Duncan Burch jokes that "not having to clear the driveway" is the biggest bonus of swapping the winters of Canada's eastern provinces for the year-round sunshine of Dubai. But the 53-year-old, who joined Emirates in 2003 after a succession of jobs with Canadian charter and low-cost carriers, says career security, the airline's modern fleet and a flexible schedule are among the advantages of being an expatriate pilot in Dubai. That and the chance to fly for Emirates for another 11 years, including eventually - he hopes - on the Airbus A380. "It would be a great end to my career," he says.

How did you start out?

I grew up on Prince Edward Island and joined the military in 1974, becoming an instructor on [Canadair] CT-114 Tutor aircraft, and also flying the Canadian version of the [Lockheed] P-3 Orion. I left after 14 years and went into the civil market.

Who did you fly for?

I worked for six companies over the next 15 years, mostly in the charter market, on McDonnell Douglas DC-8s, Boeing 757s and ultimately Airbus A320s.
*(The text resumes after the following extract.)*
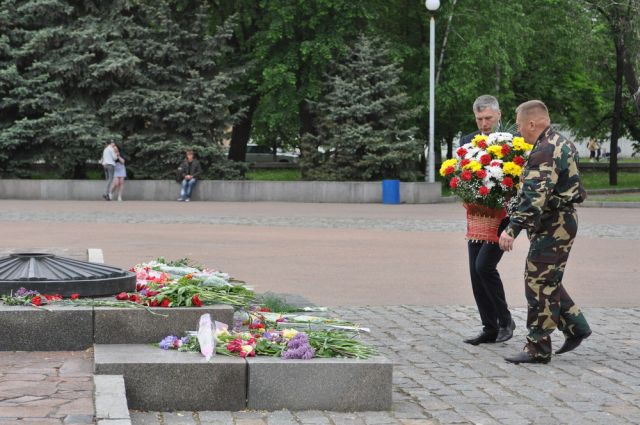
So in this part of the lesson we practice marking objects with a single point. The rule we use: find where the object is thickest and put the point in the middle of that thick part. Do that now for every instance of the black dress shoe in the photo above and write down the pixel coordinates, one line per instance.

The longest stint was nine years with Canada 3000, which folded after 9/11. My last jobs in Canada were for Sky Service, a charter company, and three months with Zoom Airlines, flying domestic, to the Caribbean and Europe. But by 2003, I was just about to turn 50 and looked at the expat market, where I thought there would be better progression.
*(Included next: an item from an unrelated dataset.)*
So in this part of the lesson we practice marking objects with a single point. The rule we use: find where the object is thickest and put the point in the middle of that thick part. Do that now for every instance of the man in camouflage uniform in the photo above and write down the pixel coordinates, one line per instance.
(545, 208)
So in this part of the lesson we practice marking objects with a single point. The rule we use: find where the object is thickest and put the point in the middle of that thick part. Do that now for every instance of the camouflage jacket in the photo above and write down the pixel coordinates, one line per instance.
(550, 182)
What was it like making a major career change relatively late?

I'm one of the older guys here. When I joined I was too old to be a first officer, but couldn't become a captain, so I spent a year as a ground instructor on [Airbus] A330s and A340s. Then Emirates decided to open up a direct entry route for captains and in 2004 I became a captain flying A330s. I did a conversion course to A340s and I can fly both. I'm also a type rating instructor, so I spend two-thirds of my time flying and one-third as a simulator instructor.

What do you enjoy most about your job?

I've always had a passion for training, since my military days, but also love flying, and here I get to do both. I do about 65h flying a month, and 20h of simulator training. I'm also involved in the national cadet training programme [to encourage young UAE citizens to become pilots], which has its challenges, but is tremendously rewarding.

Where do you fly?

I do about three overnights a month and I like Emirates' rotating bidding system, so every five months I get first choice of flights. Last month, I did Beijing and Hong Kong. This month, I'm doing Paris, Frankfurt and London. I've also done Tehran, Amman and Karachi.

What about the Dubai lifestyle?

It's the sort of place where you can do anything you have the desire to do, with all the big city attractions. I'm a [ice] hockey fan and play regularly, but they also have leagues for soccer, baseball, rugby and cricket. The accommodation the company provides is very good and the tax-free environment doesn't hurt. Education is subsidised and company healthcare is excellent.

What's next?

Emirates recently raised the retirement age to 65. I am 54 in September so I could have another 11 years. My name is on the list for the A380, but if I don't make it, an option would be to move to the 777. I've flown with airlines where you could say there have beenchallenges. So as long as I'm happy, I'm going to work until they kick me out.